A) Lung and trachea tissue was isolated from Sox9GFP mice at E13.5 and incubated in air-liquid interphase for 72 hour in presence of 20 mM LiCl. Mesenchymal condensations are well formed in control samples, but are lacking in samples treated with LiCl (white arrow). B) Alcian blue staining depicted sites of cartilage in control samples. C: Note the lack of Alcian blue staining (black arrow) as well as the reduced branching of the peripheral lung of LiCl treated samples D) Increased mesenchymal expression of β-catenin in Ctnnb^Δ3; Dermo1^Cre/wt embryos results in absence of Sox9 and αSMA staining in E12.5 respiratory tract mesenchyme, while epithelial expression of Nkx2.1 is preserved.

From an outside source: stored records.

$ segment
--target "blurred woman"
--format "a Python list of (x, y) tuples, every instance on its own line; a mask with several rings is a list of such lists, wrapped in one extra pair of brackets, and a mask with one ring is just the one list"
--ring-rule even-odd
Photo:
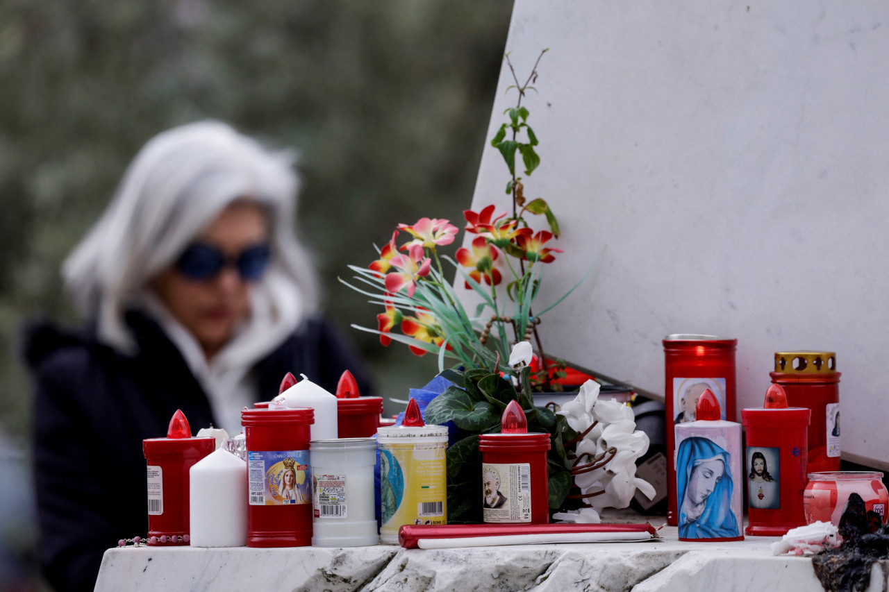
[[(63, 266), (85, 326), (30, 329), (42, 560), (59, 590), (92, 590), (105, 549), (148, 529), (144, 438), (181, 409), (193, 431), (240, 432), (240, 412), (288, 372), (328, 390), (354, 352), (317, 315), (292, 223), (292, 156), (217, 122), (139, 152)], [(141, 500), (132, 492), (142, 492)]]

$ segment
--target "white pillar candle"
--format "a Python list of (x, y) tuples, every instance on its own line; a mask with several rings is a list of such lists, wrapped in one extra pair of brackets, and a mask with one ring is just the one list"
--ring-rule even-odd
[(313, 440), (313, 547), (376, 545), (373, 438)]
[(336, 396), (315, 384), (305, 374), (302, 380), (284, 391), (274, 403), (287, 407), (311, 407), (315, 410), (312, 440), (333, 440), (338, 437)]
[(213, 424), (210, 424), (209, 428), (201, 428), (201, 429), (197, 432), (197, 437), (215, 438), (216, 450), (219, 450), (225, 444), (225, 441), (228, 439), (228, 432), (225, 431), (221, 428), (213, 428)]
[(247, 463), (220, 449), (188, 472), (192, 547), (247, 544)]

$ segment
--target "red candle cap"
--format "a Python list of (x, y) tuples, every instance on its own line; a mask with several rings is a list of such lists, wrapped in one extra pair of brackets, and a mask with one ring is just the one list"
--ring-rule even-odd
[(420, 412), (420, 405), (411, 397), (404, 410), (404, 419), (401, 422), (402, 428), (422, 428), (426, 425), (423, 421), (423, 415)]
[(525, 417), (522, 405), (513, 399), (503, 411), (501, 418), (501, 434), (527, 434), (528, 420)]
[(358, 383), (356, 381), (352, 372), (348, 370), (340, 377), (340, 381), (336, 385), (336, 397), (338, 399), (354, 399), (360, 396), (358, 393)]
[(705, 388), (698, 399), (698, 405), (694, 409), (694, 418), (706, 421), (717, 421), (722, 419), (722, 412), (719, 409), (719, 399), (709, 388)]
[(763, 406), (766, 409), (787, 409), (787, 392), (780, 384), (773, 384), (765, 391), (765, 403)]
[(292, 373), (287, 372), (287, 375), (281, 380), (281, 386), (278, 387), (278, 395), (293, 386), (296, 386), (296, 378)]
[(191, 428), (188, 426), (188, 420), (181, 409), (177, 409), (170, 420), (170, 427), (167, 428), (167, 437), (173, 440), (181, 440), (191, 437)]

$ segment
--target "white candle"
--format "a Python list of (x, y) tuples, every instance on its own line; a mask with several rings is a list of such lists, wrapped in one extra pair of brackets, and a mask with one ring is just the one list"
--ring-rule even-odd
[(275, 397), (274, 403), (287, 407), (311, 407), (315, 410), (311, 439), (335, 439), (338, 436), (336, 396), (309, 380), (305, 374), (300, 376), (302, 380)]
[(373, 438), (313, 440), (313, 547), (376, 545)]
[(225, 441), (228, 439), (228, 432), (221, 428), (213, 428), (213, 424), (210, 424), (209, 428), (201, 428), (197, 432), (197, 437), (216, 438), (216, 450), (219, 450), (225, 444)]
[(247, 463), (217, 450), (194, 465), (189, 511), (192, 547), (247, 544)]

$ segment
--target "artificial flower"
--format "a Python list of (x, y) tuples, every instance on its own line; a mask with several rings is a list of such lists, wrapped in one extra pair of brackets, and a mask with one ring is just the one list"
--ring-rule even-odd
[[(478, 284), (482, 283), (482, 277), (489, 285), (497, 285), (501, 283), (502, 276), (499, 269), (494, 268), (493, 262), (497, 260), (498, 252), (488, 244), (488, 241), (484, 236), (477, 236), (472, 240), (472, 251), (466, 247), (457, 250), (455, 259), (466, 268), (474, 268), (469, 272), (469, 277)], [(464, 282), (466, 289), (470, 290), (469, 282)]]
[(531, 348), (531, 341), (519, 341), (512, 347), (512, 351), (509, 353), (509, 365), (513, 368), (526, 366), (531, 364), (532, 356), (533, 350)]
[(556, 257), (552, 253), (562, 252), (561, 249), (543, 248), (543, 245), (552, 237), (553, 233), (547, 230), (541, 230), (533, 236), (531, 236), (531, 233), (525, 233), (516, 237), (516, 244), (525, 252), (525, 258), (529, 261), (551, 263), (556, 260)]
[(475, 212), (472, 210), (464, 210), (463, 217), (466, 218), (466, 221), (469, 224), (466, 225), (466, 231), (471, 232), (472, 234), (477, 235), (483, 232), (488, 232), (489, 228), (492, 224), (494, 224), (501, 218), (506, 216), (504, 212), (501, 215), (497, 216), (493, 220), (491, 219), (494, 213), (494, 204), (485, 207), (479, 212)]
[(513, 239), (518, 240), (519, 236), (527, 236), (534, 233), (528, 228), (517, 228), (517, 220), (510, 220), (499, 224), (489, 224), (484, 227), (485, 231), (478, 233), (480, 236), (489, 238), (492, 244), (501, 249), (512, 243)]
[[(401, 331), (405, 335), (410, 335), (415, 340), (432, 343), (436, 346), (441, 346), (444, 341), (444, 338), (442, 337), (441, 327), (436, 323), (435, 316), (428, 314), (428, 311), (419, 308), (417, 309), (416, 317), (405, 316), (402, 320)], [(426, 354), (425, 349), (415, 346), (408, 346), (408, 348), (417, 356), (424, 356)]]
[(392, 258), (398, 254), (398, 247), (395, 245), (395, 238), (398, 236), (398, 231), (392, 233), (392, 238), (380, 250), (380, 259), (371, 263), (368, 268), (380, 275), (385, 274), (392, 267)]
[(388, 346), (392, 342), (392, 338), (386, 333), (392, 331), (392, 328), (401, 323), (404, 316), (401, 311), (396, 308), (391, 303), (386, 303), (386, 312), (377, 315), (377, 329), (380, 331), (380, 342)]
[(399, 269), (386, 274), (386, 290), (396, 293), (402, 288), (407, 288), (408, 298), (413, 296), (416, 281), (419, 277), (428, 275), (432, 260), (423, 258), (423, 247), (412, 244), (407, 254), (399, 253), (389, 260), (389, 264)]
[(450, 220), (437, 218), (420, 218), (413, 226), (399, 224), (399, 230), (406, 230), (413, 236), (413, 240), (402, 246), (403, 249), (419, 244), (426, 249), (435, 249), (436, 245), (444, 246), (453, 243), (454, 235), (460, 228), (451, 224)]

Low and high-power magnifications of respiratory tract longitudinal sections are shown. E) E14.5 Mesenchymal deletion of Ror2 causes tracheal stenosis partially recapitulating the phenotype observed after deletion of Notum. F) ATF2 luciferase reporter assay shows that Wnt5a promotes activation of the reporter, while co-transfection of Wnt5a and Wnt3a impaired the Wnt5a induced luciferase activity. H:Heart. N=4 ANOVA, Tukey’s multiple comparisons test *** p<0.001 ATF2 vs ATF2 + Wnt5a; ###p<0.001 ATF2 + Wnt5a vs ATF2 +Wnt5a + Wnt3a.

Figure 10

Model: Notum is a target of Wnt/β-catenin signaling in developing trachea. Wnt/β-catenin signaling is attenuated by Notum during formation of mesenchymal condensations. Notum is required for normal patterning of tracheal cartilage and muscle. In absence of Notum, Wnt/β-catenin dependent signaling is increased, leading to abnormal mesenchymal condensation formation affecting the normal tracheal development.